Но я не могу ничего с собой сделать.
Если эта женщина умрет по моей вине — все закончится.
«Грай» выводится из организма в среднем за две недели, в течении которых слабеет его действие. От меня требуют ускорить этот процесс, чтобы врагам не попали образцы из трупов.
Я занимаюсь этим, удешевлением препарата и стабилизацией результата.
Между тем, еще чуть-чуть и Кэтрин станет невозможно скрывать свое положение.

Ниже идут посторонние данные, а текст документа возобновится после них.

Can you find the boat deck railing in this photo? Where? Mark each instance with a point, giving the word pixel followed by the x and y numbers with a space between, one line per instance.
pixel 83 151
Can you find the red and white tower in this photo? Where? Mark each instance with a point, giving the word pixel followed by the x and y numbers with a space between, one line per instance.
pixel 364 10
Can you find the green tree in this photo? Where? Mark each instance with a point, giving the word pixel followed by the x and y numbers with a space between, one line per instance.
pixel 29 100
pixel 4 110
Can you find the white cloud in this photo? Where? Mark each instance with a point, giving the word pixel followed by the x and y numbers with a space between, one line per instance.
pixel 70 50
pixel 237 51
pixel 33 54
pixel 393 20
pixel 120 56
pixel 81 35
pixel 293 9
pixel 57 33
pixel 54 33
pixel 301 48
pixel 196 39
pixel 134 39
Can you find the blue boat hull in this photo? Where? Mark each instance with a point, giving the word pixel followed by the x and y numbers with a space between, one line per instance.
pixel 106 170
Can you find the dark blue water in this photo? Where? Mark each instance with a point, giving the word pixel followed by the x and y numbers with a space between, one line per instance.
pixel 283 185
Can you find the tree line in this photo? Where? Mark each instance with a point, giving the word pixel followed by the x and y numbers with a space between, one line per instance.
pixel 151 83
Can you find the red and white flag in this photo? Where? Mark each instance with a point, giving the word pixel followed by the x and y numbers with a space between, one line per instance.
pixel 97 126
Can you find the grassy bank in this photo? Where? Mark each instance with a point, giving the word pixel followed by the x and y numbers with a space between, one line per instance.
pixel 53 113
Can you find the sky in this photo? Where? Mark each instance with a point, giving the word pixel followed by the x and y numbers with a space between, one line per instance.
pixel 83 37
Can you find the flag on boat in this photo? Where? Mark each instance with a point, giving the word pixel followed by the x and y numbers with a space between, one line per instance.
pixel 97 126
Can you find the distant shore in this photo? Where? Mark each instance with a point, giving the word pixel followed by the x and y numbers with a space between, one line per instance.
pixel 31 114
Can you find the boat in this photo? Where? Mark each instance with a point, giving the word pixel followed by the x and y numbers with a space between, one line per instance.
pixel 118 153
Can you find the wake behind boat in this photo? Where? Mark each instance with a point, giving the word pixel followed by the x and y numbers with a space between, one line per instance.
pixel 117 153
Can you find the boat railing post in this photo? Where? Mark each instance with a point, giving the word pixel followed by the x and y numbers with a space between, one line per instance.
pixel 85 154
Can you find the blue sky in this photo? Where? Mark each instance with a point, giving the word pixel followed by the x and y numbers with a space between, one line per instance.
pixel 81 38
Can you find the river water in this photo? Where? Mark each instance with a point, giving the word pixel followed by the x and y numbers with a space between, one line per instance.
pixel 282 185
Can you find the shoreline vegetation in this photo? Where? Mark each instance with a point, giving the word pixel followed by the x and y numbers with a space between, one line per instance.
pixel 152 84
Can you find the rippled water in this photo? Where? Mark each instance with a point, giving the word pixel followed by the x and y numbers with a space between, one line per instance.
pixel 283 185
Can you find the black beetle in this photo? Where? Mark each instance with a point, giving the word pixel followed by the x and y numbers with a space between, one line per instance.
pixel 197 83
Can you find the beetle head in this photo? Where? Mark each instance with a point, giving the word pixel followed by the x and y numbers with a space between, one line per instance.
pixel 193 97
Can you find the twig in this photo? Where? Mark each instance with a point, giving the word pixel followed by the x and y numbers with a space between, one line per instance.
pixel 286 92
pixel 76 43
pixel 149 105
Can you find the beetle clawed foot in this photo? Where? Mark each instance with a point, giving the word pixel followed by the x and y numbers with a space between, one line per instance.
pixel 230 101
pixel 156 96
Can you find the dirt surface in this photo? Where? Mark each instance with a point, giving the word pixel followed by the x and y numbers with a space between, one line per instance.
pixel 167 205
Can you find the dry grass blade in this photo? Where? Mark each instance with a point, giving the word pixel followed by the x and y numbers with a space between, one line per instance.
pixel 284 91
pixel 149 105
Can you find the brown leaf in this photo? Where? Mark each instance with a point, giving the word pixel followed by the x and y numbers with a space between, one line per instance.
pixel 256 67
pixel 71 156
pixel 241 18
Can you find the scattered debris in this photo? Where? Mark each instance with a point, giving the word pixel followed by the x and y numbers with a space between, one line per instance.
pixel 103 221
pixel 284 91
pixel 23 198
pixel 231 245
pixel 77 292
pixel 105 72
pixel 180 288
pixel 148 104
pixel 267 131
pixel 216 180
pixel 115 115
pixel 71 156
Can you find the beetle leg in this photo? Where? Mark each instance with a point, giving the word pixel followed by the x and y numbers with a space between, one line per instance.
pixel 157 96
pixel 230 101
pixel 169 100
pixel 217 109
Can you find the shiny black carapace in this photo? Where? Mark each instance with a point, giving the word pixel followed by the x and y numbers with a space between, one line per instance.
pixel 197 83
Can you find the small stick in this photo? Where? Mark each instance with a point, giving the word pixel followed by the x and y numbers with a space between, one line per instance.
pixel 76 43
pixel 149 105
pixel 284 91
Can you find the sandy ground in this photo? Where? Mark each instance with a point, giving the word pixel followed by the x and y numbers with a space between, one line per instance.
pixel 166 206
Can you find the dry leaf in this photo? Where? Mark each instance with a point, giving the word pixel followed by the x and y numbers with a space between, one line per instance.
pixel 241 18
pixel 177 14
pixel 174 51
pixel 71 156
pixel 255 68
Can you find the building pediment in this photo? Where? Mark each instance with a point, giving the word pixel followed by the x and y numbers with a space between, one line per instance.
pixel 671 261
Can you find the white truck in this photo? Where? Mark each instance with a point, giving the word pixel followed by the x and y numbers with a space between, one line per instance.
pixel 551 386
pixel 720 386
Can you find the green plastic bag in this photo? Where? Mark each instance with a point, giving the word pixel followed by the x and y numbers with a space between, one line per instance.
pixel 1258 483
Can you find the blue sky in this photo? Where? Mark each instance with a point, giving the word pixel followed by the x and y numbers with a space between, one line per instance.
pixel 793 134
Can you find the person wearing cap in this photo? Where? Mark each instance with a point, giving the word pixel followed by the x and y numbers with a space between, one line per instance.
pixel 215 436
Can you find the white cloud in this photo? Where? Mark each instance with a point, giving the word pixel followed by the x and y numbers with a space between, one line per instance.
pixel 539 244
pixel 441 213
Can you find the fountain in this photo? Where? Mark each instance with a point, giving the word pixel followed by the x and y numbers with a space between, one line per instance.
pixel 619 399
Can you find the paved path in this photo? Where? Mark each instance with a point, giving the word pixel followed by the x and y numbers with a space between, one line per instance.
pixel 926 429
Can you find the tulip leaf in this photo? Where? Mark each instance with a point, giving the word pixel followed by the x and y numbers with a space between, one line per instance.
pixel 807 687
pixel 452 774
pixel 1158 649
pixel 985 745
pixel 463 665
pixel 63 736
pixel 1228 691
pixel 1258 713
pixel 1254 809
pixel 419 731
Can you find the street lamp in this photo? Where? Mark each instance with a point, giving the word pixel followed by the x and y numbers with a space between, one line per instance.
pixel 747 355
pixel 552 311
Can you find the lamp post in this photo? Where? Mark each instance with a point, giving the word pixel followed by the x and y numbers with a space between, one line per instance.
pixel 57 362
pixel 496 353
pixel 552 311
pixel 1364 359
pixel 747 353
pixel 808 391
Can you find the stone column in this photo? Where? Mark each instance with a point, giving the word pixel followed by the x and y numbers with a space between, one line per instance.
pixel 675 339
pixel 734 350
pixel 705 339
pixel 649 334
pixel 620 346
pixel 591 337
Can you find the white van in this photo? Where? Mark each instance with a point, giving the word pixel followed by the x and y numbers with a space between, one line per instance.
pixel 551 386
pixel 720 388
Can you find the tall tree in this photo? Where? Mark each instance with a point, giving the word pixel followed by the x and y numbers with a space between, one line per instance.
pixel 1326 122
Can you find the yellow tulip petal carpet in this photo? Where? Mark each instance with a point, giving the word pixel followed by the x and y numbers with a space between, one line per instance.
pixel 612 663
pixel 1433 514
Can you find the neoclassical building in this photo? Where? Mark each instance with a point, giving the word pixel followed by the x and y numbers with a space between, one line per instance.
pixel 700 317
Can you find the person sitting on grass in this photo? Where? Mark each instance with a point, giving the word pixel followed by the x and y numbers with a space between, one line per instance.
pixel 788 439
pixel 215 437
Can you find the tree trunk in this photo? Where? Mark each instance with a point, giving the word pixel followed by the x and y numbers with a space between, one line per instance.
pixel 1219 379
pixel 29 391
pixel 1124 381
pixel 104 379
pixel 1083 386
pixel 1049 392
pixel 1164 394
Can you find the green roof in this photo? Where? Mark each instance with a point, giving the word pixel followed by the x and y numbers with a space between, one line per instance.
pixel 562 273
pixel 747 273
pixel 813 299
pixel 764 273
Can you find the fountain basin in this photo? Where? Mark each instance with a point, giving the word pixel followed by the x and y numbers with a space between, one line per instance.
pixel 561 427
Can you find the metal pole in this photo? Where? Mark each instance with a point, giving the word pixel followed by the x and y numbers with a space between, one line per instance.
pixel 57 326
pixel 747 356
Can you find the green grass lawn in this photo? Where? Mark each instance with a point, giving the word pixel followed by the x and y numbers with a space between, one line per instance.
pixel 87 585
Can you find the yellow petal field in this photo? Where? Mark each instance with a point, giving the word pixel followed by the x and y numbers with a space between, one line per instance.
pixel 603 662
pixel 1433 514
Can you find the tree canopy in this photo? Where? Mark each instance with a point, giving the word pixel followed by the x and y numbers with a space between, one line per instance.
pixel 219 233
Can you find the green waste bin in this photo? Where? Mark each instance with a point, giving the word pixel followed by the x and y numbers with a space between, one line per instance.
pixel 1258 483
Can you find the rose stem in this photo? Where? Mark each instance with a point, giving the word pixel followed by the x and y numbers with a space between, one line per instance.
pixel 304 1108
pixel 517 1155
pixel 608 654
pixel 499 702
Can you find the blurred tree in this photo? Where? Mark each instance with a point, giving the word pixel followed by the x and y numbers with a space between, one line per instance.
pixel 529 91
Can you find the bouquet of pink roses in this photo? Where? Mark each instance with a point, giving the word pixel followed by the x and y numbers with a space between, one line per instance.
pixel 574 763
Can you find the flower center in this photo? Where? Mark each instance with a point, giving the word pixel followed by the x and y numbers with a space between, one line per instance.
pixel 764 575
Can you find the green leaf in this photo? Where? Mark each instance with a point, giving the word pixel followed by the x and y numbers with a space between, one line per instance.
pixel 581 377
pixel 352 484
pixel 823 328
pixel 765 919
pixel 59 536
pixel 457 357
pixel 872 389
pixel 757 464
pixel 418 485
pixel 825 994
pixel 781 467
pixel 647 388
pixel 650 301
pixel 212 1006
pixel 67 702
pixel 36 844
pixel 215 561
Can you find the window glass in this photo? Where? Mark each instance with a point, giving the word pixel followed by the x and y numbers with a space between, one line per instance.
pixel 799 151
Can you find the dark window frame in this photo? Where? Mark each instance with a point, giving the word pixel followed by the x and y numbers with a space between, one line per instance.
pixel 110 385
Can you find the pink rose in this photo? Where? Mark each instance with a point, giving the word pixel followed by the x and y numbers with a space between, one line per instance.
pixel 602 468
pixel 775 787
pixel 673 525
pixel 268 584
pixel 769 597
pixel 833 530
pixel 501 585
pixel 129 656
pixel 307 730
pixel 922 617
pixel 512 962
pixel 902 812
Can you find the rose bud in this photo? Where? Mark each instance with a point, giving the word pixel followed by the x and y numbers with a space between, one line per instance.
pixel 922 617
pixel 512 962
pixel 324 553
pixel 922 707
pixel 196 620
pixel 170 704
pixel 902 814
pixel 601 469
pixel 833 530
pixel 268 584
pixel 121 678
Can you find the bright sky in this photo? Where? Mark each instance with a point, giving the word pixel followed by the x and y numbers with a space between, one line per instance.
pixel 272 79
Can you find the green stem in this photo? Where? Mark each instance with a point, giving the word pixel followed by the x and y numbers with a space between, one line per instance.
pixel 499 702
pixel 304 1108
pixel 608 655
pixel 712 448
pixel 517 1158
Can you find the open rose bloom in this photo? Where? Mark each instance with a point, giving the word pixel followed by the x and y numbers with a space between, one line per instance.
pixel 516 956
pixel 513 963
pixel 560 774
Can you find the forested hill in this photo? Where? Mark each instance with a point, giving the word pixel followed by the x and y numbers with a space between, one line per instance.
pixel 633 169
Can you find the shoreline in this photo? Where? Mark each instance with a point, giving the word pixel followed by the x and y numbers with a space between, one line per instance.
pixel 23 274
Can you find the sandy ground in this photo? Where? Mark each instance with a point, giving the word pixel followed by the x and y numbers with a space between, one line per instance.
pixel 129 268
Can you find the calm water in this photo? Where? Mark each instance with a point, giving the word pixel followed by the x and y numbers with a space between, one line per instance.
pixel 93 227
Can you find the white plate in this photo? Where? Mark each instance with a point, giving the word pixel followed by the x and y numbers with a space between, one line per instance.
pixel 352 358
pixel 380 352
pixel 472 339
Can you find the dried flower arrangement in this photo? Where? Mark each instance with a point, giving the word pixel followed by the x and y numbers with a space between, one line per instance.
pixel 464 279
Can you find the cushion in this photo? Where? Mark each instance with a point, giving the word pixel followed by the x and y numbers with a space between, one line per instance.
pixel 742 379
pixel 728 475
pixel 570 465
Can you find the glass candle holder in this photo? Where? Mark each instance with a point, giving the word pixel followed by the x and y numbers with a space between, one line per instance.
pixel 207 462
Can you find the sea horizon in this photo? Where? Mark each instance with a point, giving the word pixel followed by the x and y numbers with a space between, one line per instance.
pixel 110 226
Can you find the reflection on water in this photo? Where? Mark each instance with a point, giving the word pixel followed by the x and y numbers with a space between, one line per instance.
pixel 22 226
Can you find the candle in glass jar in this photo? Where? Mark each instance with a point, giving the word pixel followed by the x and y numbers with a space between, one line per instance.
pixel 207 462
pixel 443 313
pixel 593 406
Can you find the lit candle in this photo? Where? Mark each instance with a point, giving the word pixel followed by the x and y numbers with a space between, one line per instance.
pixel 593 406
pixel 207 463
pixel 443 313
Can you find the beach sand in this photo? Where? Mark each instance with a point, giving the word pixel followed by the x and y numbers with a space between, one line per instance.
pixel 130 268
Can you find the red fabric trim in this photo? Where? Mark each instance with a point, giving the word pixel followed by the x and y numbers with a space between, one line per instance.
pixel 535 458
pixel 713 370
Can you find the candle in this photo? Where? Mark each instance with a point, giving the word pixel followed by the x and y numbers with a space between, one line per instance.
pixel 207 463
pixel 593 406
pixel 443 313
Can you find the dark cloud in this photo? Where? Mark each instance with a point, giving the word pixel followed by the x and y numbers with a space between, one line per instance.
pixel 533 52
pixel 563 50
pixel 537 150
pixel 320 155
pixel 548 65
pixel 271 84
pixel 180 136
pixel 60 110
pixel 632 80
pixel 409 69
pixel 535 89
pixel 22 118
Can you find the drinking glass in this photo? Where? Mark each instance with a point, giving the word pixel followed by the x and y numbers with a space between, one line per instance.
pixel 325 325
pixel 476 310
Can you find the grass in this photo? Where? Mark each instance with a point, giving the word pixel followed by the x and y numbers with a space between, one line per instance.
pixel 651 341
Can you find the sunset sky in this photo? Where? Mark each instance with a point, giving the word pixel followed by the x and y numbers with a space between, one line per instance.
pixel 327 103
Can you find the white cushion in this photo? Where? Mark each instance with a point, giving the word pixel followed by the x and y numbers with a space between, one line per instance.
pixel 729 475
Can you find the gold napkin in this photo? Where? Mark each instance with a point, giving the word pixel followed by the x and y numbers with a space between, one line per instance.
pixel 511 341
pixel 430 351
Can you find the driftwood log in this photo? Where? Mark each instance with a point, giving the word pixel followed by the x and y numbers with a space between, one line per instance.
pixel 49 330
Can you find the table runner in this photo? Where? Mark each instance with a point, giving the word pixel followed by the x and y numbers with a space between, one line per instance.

Я ненавижу этот эликсир, своих пациентов, себя и весь Альбион.
Кэт просит меня уехать.
Ничего я не желаю так страстно, как дать свое согласие. Я бросил бы ради нее любую, даже самую многообещающую и успешную практику, но я не могу бросить государственный заказ, к тому же такой важности — меня попросту повесят.
…
Я схожу с ума.
Патер Морн предупреждал меня, что только влюбившись, Говарды расстаются с рассудком. Я тогда посмеялся над глупым суеверием.
Дурак. Идиот, нужно было в тот момент сжечь свой диплом и все сертификаты и устраиваться в ближайший лепрозорий выносить судна и стирать белье! Не понять, что состояние влюбленности расшатывает изначально слабый рассудок и является триггером, катализатором необратимых изменений! Это же простейшая задачка для первокурсника психиатрического отделения! Но я никогда не верил в это проклятое безумие, отмахивался и называл все глупыми суевериями.
Это суеверие я могу расписать на половине листа бумаги. К счастью, я вовремя понял, что происходит.
Возможно мне удастся стабилизировать свое состояние. Мне не нужно обращаться за посторонней помощью, препараты я могу изготовить сам.